From costly experiment to abundant infrastructure, sunlight reshapes energy, economics, and geopolitics.
Source: stock.adobe.com.

 

Solar power has moved with startling speed from the margins of the energy system to its center. After decades labeled as “alternative energy,” solar crossed a decisive economic threshold a few years ago, becoming cheaper than electricity generated from fossil fuels. That shift followed seventy years of steady engineering progress since the first photovoltaic cell was unveiled at Bell Labs in 1954. Once solar reached cost parity and then undercut coal, oil, and gas, deployment accelerated rapidly, says The Engineer.

The scale of growth is unprecedented. By mid-2025, China was installing roughly three gigawatts of solar capacity every day. By early 2026, global electricity generation from solar was up by one-third year over year. When wind power is included, itself driven by uneven solar heating of the planet, renewables accounted for about 90% of new generating capacity worldwide. This is not an incremental change but a full-scale energy transition.

The implications go beyond replacing one power source with another. Solar offers a scalable path to cut greenhouse gas emissions at a moment of acute climate risk. China’s carbon emissions appear to have peaked in 2025, a development with global significance. Reduced fossil fuel combustion also brings immediate public health benefits, as millions die each year from air pollution tied to burning coal, oil, and gas.

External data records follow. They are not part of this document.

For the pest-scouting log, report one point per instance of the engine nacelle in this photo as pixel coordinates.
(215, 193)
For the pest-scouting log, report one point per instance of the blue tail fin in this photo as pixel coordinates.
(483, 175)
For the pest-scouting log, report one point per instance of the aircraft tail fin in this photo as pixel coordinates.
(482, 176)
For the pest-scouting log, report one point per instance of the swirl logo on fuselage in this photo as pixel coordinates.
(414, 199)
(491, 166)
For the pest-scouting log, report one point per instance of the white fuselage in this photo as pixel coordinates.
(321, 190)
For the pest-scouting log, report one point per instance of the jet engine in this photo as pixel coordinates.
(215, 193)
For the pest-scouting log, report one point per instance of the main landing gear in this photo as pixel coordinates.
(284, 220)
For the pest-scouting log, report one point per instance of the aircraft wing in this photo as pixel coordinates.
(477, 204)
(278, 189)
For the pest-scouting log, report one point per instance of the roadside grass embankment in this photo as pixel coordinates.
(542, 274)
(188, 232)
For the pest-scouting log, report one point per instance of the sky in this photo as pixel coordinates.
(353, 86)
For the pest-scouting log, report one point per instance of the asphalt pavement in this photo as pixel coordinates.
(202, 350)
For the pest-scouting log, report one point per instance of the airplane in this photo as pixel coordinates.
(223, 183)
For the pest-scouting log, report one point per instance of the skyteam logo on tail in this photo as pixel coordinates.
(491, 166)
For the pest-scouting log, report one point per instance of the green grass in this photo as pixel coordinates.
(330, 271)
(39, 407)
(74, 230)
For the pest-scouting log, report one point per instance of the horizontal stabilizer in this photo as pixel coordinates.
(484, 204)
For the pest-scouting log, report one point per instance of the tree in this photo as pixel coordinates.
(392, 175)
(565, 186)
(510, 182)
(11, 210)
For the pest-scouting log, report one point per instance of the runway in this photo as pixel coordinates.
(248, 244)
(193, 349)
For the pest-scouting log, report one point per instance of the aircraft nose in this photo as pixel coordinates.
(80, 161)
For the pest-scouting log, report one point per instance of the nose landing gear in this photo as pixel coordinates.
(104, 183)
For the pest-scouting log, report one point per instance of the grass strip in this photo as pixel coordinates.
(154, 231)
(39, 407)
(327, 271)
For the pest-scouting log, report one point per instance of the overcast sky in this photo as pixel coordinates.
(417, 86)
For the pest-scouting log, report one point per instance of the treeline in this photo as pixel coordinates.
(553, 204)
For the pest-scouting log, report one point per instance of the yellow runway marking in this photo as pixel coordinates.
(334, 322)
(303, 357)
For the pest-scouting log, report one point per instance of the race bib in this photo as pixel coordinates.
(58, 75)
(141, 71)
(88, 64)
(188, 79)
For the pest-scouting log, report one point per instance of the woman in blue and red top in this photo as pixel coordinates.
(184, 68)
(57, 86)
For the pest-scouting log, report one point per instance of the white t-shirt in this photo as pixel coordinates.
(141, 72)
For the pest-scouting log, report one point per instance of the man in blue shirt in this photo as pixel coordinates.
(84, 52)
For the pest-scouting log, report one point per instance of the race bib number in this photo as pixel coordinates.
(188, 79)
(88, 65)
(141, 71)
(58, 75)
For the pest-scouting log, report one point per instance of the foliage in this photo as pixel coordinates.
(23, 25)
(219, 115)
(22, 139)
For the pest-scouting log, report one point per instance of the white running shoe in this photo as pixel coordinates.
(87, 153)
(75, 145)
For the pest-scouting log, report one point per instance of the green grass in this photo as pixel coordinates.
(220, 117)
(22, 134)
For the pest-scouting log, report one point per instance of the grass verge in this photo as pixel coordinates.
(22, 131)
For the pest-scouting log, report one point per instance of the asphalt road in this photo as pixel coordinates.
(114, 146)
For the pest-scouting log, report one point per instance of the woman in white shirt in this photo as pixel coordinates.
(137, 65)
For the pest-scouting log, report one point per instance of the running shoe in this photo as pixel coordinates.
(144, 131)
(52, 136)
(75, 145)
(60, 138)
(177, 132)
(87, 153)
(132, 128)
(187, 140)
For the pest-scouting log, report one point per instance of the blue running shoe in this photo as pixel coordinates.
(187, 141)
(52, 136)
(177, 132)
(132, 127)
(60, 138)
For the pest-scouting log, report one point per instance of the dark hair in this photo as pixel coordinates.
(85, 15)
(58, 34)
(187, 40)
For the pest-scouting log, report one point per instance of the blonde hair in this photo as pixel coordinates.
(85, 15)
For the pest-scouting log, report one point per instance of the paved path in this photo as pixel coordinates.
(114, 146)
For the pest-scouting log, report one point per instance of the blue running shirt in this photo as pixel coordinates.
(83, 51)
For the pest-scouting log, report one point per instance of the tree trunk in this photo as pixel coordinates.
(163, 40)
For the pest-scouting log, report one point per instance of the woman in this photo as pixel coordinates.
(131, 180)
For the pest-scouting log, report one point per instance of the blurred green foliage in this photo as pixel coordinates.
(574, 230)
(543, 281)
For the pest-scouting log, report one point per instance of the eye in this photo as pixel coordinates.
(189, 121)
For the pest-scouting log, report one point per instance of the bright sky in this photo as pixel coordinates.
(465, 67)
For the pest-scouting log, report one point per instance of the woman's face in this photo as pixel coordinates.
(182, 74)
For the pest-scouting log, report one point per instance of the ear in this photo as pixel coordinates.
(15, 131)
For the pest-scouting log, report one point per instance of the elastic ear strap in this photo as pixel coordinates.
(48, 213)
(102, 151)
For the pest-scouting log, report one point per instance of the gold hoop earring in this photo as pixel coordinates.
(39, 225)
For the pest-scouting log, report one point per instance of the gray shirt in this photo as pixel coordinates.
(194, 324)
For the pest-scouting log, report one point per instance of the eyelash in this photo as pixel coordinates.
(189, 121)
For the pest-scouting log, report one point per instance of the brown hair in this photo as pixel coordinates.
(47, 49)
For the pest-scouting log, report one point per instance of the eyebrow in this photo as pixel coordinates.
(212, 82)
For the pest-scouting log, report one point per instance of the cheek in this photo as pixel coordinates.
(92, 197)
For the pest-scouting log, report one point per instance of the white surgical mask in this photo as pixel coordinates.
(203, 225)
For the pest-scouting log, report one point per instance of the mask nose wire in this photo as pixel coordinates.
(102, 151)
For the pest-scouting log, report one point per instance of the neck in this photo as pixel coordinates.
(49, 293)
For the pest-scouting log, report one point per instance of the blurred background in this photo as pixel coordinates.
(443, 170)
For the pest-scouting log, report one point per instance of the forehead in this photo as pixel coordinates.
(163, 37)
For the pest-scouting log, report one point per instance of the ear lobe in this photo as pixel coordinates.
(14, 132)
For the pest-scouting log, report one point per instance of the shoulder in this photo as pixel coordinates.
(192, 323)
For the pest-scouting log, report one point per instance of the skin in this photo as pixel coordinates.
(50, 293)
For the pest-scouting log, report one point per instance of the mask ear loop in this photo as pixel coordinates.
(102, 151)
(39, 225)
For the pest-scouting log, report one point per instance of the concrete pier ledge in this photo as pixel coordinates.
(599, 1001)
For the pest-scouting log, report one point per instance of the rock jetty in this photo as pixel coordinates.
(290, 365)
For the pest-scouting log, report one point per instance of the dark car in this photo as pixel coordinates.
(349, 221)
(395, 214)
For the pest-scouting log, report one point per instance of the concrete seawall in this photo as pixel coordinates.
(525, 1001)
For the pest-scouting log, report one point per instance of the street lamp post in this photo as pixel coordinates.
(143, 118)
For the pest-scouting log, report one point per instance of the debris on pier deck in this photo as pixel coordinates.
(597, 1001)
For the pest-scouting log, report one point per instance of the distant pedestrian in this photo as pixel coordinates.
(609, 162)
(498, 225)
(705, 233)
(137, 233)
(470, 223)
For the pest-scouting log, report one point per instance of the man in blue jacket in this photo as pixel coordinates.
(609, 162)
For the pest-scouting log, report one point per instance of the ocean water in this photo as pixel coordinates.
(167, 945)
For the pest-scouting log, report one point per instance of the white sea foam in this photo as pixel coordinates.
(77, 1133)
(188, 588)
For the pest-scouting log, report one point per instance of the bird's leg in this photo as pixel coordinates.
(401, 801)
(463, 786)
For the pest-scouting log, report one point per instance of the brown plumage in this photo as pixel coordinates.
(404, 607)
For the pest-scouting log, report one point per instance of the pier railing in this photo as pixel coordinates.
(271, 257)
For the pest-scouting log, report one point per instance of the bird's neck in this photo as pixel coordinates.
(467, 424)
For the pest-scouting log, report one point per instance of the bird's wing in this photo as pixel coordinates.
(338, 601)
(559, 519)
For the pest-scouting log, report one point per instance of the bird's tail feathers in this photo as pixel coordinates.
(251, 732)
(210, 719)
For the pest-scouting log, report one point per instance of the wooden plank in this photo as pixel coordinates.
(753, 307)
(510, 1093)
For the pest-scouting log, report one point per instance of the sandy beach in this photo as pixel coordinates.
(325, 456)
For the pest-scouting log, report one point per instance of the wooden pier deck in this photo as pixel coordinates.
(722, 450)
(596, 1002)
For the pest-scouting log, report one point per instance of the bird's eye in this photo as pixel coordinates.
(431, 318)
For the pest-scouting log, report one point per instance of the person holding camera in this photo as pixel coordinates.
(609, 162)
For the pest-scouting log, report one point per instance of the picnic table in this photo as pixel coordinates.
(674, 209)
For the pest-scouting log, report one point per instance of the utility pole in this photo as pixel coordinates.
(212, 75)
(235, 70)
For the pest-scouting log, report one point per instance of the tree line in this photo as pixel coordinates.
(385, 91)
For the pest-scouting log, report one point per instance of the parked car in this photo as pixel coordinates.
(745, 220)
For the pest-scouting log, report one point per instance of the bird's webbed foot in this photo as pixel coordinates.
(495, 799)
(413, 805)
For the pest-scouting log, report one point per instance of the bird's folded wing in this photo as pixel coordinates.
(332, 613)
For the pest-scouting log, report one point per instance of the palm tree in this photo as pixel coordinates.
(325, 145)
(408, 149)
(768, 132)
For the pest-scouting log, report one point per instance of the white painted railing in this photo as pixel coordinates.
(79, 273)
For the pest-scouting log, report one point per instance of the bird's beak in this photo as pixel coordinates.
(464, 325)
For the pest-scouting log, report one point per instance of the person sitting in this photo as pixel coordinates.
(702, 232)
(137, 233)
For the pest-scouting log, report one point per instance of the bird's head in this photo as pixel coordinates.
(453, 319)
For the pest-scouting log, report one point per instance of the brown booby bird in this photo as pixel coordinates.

More profoundly, solar challenges the historical link between energy and scarcity. Human civilization has relied on fire for hundreds of thousands of years, first through biomass and later through fossil fuels that concentrated power but imposed economic, environmental, and geopolitical costs. Solar upends that model. In Australia, surplus midday solar generation is so abundant that several states will soon guarantee residents free electricity for hours each afternoon.

If electricity becomes effectively “too cheap to meter,” energy shifts from a resource we extract and fight over to a flow we simply capture. Sunlight cannot be stockpiled or monopolized in the same way as fossil fuels. That change carries echoes of past technological revolutions, marking a transition toward energy abundance that could reshape economies, politics, and daily life.